Кенстридж решительным жестом распахнул люк, с головой, как в прорубь, погружаясь в обступившее его человеческое море. Четырёхлетняя старшая внучка тут же с воплями унеслась за чужие спины, не реагируя на посулы «поздороваться с дедушкой». Отовсюду лезли приветственно обниматься, поздравляли. На все здравицы Кенстридж уверенно отвечал, ни разу, вроде бы, никого не перепутав и ни разу не повторившись. Оказалось, ближе к вечеру на поляне между новым с иголочки домиком для молодой матери и главным цветником обещана вечеринка. Элизабет. Её штучки. Ладно, мы ещё пообщаемся, мирно, но с намёком на неглубоко закопанные болеодорас войны.

А пока, осталось у Кенстриджа ещё одно, последнее дело.

И тогда можно начинать жизнь вольной птицы.

Когда первую приветственную суматоху удалось усмирить, Кенстридж тут же воспользовался случившейся паузой, чтобы ускользнуть в свой личный флигель, который был надёжно ограждён от незваных и самое главное званых гостей личным кодом, и потому дожидался хозяина в неприкосновенности, пыли и тишине.

Там он раньше работал, теперь, видимо, там он будет и отдыхать.

Но сперва нужно отдать этой работе последний долг.

Он держал это письмо про запас, несколько раз порываясь распечатать, но всё не находя достойного момента. Больше тянуть не имело никакого смысла.

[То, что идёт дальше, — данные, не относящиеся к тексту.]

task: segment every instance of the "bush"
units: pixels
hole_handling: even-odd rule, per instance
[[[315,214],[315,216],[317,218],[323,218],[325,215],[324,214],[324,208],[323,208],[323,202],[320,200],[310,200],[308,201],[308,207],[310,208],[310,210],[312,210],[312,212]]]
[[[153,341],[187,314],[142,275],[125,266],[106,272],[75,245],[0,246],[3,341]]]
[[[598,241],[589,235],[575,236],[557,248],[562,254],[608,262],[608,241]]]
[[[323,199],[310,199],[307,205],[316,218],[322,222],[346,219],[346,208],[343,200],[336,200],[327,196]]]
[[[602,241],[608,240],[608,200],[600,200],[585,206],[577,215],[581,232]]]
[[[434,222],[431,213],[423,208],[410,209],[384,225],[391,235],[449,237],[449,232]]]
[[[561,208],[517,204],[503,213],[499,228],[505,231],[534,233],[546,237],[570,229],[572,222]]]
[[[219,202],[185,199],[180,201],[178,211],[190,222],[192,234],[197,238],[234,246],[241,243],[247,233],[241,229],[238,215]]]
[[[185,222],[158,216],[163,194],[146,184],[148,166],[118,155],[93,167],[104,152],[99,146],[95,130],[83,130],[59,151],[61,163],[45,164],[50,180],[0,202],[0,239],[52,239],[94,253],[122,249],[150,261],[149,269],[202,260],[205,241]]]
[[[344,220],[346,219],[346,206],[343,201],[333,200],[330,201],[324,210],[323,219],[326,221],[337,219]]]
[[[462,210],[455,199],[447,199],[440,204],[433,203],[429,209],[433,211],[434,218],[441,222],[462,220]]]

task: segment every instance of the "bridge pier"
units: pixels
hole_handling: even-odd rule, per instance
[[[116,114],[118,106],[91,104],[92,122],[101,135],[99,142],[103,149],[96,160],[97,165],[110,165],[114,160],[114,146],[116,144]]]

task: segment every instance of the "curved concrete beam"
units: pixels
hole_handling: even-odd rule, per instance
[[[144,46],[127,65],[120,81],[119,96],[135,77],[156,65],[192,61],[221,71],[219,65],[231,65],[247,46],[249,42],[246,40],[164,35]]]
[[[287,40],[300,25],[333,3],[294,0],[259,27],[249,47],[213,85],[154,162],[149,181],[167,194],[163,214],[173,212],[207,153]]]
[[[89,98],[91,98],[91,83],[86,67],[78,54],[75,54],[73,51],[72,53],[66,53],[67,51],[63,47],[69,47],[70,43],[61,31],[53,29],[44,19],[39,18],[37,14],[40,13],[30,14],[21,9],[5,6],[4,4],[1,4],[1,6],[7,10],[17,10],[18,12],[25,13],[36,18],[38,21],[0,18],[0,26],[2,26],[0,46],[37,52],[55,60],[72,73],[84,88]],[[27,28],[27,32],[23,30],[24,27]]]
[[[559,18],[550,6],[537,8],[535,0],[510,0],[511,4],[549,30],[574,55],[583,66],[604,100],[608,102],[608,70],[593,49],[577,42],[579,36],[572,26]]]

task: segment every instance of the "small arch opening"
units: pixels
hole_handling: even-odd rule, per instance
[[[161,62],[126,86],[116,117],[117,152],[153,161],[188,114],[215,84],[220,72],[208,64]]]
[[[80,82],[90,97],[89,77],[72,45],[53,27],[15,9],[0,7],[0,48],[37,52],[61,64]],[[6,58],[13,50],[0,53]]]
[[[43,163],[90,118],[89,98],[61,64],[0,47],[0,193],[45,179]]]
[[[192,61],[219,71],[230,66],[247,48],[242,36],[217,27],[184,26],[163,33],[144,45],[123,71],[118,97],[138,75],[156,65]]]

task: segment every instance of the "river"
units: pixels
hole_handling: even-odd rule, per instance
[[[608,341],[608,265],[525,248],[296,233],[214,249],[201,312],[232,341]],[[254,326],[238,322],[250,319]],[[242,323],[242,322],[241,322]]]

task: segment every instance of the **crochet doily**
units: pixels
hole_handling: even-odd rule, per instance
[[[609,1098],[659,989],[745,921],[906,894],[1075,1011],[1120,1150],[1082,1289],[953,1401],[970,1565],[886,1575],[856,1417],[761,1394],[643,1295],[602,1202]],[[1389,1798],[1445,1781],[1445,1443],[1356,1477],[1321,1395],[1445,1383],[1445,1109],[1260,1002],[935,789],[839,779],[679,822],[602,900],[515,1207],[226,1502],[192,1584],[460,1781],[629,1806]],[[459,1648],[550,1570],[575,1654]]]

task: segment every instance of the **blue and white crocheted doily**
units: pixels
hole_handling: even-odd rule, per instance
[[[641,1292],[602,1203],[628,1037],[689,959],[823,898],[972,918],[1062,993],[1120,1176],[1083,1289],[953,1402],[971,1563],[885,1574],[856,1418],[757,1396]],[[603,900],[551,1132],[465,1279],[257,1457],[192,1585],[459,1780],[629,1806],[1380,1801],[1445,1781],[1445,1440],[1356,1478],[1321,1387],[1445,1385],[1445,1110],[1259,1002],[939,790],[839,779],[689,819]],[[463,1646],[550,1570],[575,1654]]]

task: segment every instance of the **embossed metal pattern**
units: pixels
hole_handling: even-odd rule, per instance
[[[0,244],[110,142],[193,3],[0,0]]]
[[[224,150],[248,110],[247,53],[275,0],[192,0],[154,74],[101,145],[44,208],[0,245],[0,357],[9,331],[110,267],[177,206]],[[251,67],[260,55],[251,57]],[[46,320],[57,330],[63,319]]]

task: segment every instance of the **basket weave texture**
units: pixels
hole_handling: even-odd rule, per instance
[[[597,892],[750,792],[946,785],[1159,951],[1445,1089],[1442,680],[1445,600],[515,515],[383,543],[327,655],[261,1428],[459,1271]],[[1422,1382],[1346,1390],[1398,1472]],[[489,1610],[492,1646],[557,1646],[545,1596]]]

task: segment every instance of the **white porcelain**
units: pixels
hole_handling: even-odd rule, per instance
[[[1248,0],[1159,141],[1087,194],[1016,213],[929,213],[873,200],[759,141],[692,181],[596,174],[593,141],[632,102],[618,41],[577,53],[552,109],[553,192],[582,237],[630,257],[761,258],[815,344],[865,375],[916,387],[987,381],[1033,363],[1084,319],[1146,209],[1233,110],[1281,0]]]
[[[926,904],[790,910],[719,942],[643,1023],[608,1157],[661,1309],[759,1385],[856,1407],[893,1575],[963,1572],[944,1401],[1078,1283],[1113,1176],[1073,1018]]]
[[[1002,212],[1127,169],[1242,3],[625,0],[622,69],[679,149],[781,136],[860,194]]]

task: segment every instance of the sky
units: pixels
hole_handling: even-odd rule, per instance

Пусть там, за дверью, продолжается бардак, здесь он привычно усядется в задвинутое в самый угол кресло, и активирует до боли знакомую эрвэ-панель.

Забавно, но Кенстридж ни разу не слышал голоса Ковальского. Все эти годы инвестигейтор привычно оперировал расшифровками переговоров и опять же текстовыми отчётами. Если напрячься, можно вспомнить лицо «Небесного гостя», но голос, как сейчас выяснялось, до сих пор оставался для него загадкой.

Он отнюдь не упирал на металлические командирские нотки, хотя и не мямлил тоном гражданского человека. Он просто говорил, что должен был сказать, интонациями вполне будничными, не лишёнными театральных обертонов, но и ничуть не позёрскими. Будто это не было первым и последним сообщением лично ему, инвестигейтору Кенстриджу, единственному в Галактике человеку, который знал Ковальского лучше его самого. Обычное письмо, по делу серьёзному, но не судьбоносному.

Всё, что нужно было решить, они двое решили задолго до даты, что стояла в подписи документа. А значит, всё это нужно было просто проговорить напоследок, придавая всей этой печальной истории чувство завершённости.

Ковальский рассказывал о тех критических часах, которые Кенстридж провёл сначала в попытках докопаться до сути, а потом в ожидании приговора.

Он рассказывал о том, чего не прочитаешь в отчётах, он рассказал, чего этот вынесенный в итоге приговор стоил лично ему, как человеку, как другу, как Капитану, как Кандидату.

Да, он спел вместе с Симахом Нуари свою первую и последнюю Песню Глубин на той безымянной планете, кладя самую свою суть Кандидата на алтарь победы, которая в тот день стала синонимом жизни и будущего для всех его солдат. А потому он не колебался ни секунды.